Bu ezanlar ki şahadetleri dinin temeli,
Ebedi yurdumun üstünde benim inlemeli!


Bu şuurlu vatan evlatlarından biri olan Edirne komutanı Şükrü Paşa, Edirne düşmezden evvel hükümet yetkilerine gönderdiği mektupta şunları söylüyordu:

"Edirne gibi Dünya'nın en müstahkem yerinde kurulmuş bu kutsi şehri, rezil kan içici bir düşmana teslim edecek alçak bir komutan şanlı Osmanlı tarihinde görülmemiştir. Ben de bu cinayeti işlemeyecek ve son askerimi kendi tabancama kendimi de son kurşunuma tevdi edeceğim. Şehirde savunma imkanı kalmadığını görünce, kuşatmayı sürdüren kırk bin kadar Bulgar'ı bir araya toplayıp kadın ve çocukları konsolosların ellerine birer beyaz çarşaf vererek onların korumasında şehirden çıkaracağım. Şimdiye kadar yaptıkları gibi bunları da onların medeniyet gözleri önünde isterlerse öldürsünler. Ondan sonra toplarımı o dünyaca ünlü tarihi yapılar ve kutsi yerlerimiz ile Bulgarlar üzerine çevirecek ve şehri de ateşlere boğarak harabeye döndüreceğim. İçeride ateş dışarıda ölüm içinde kalacak kahraman askerim işte o zaman kuşatma kuvvetleri bir milyon kişi de olsa onu yaracak ve bu şekilde ya kahramanca ölecek ya da atalarının kutsi başşehrini şanla terk edecektir."
Kefenini çantasında taşıyan civanmert Şükrü Paşa vasiyet olarak da şunları söylemiştir: " Düşman hatları geçtikten sonra ölürsem kendimi şehid olarak kabul etmiyorum. Beni mezara koymayın. Etimi itler ve kuşlar çeke çeke yesinler. Fakat müdafa hattımız bozulmadan şehid olursam kefenim, lifim, sabunum çantamdadır. Beni bu mahalle gömeceksiniz ve gelen nesiller üzerime bir abide dikeceklerdir."

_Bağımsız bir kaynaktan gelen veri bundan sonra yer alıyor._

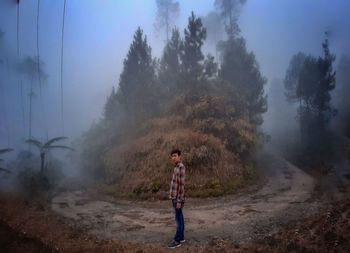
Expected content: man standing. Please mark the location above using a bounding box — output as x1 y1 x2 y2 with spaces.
168 149 186 249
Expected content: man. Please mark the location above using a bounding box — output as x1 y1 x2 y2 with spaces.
168 149 186 249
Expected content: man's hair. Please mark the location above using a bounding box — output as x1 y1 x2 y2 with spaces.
170 148 181 156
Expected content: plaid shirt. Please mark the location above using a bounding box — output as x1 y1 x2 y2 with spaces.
170 163 186 202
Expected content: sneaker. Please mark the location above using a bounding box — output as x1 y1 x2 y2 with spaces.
168 241 181 249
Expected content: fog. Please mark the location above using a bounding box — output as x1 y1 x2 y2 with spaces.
0 0 350 161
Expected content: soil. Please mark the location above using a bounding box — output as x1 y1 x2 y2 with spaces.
0 151 350 252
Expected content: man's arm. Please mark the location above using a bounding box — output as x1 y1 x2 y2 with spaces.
176 166 185 204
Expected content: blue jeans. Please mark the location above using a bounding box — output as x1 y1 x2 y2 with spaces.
172 199 185 242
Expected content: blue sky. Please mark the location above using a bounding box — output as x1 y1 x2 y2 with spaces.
0 0 350 147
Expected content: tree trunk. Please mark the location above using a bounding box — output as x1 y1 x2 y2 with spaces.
40 152 45 174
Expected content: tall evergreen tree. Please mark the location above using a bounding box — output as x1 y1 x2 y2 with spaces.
116 27 156 123
215 0 247 38
219 38 267 125
284 52 306 102
180 12 207 88
159 28 181 93
286 35 336 151
154 0 180 42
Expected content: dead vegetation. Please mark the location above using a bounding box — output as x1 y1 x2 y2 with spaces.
99 96 257 199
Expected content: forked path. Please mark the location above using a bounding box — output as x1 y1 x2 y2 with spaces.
52 154 319 244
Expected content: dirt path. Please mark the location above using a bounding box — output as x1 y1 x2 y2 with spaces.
51 152 320 245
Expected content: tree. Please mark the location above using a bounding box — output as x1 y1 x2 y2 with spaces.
0 148 13 173
285 35 336 151
202 11 225 59
334 55 350 134
159 28 181 96
219 38 267 125
154 0 180 42
116 27 156 123
203 54 218 80
284 52 306 102
17 56 47 144
180 12 207 85
215 0 247 38
26 136 73 174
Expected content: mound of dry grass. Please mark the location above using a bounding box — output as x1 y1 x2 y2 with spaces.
100 96 256 198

Bugün Edirne'de abidesi dikilen bu asil vatan paşası, asker olmanın hakkını vererek gelecek nesiller için bir ibret ve örnek şahsiyet olarak tarihin altın sayfalarında yerini almıştır.
2 Haziran 1915 günü yaralanmış ve Çanakkale Askeri Hastanesi'nde şehitlik rütbesine ulaşmış Kolağası (Ön Yüzbaşı) Bölük Komutanı İstanbul'dan Mehmet Tevfik'in anne babası ve eşine hitaben yazdığı mektupta, vatan için asker olmanın kutsiliği ve haklı gururu ile şehitliğe özlem vardır. Bir vasiyet hükmünde olan bu mektupta ayrıca şehit olması durumunda borçlarının ödenmesi hususundaki hassasiyeti de dikkat çekicidir:

"Sebebi hayatım, feyz ü refikim,
Sevgili babacığım, valideciğim,
Arıburnu'nda ilk girdiğim müthiş muharebede sağ yanımdan ve pantolonumdan kurşun geçti, hamdolsun kurtuldum. Fakat bundan sonra gireceğim muharebelerden kurtulacağımdan ümidim olmadığından bir hatıra olmak üzere şu yazılarımı yazıyorum.
Hamd ü senalar olsun Cenab-ı Hakk'a beni bu rütbeye kadar eriştirdi. Yine mukadderatı ilahiye olarak beni asker yaptı. Siz de ebeveynim olmak dolayısıyla beni vatan ve millete hizmet etmek için ne suretle yetiştirmek mümkün ise öylece yetiştirdiniz. Sebeb-i feyz ü refikim ve hayatım oldunuz. Cenab-ı Hakk'a ve sizlere çok teşekkürler ederim.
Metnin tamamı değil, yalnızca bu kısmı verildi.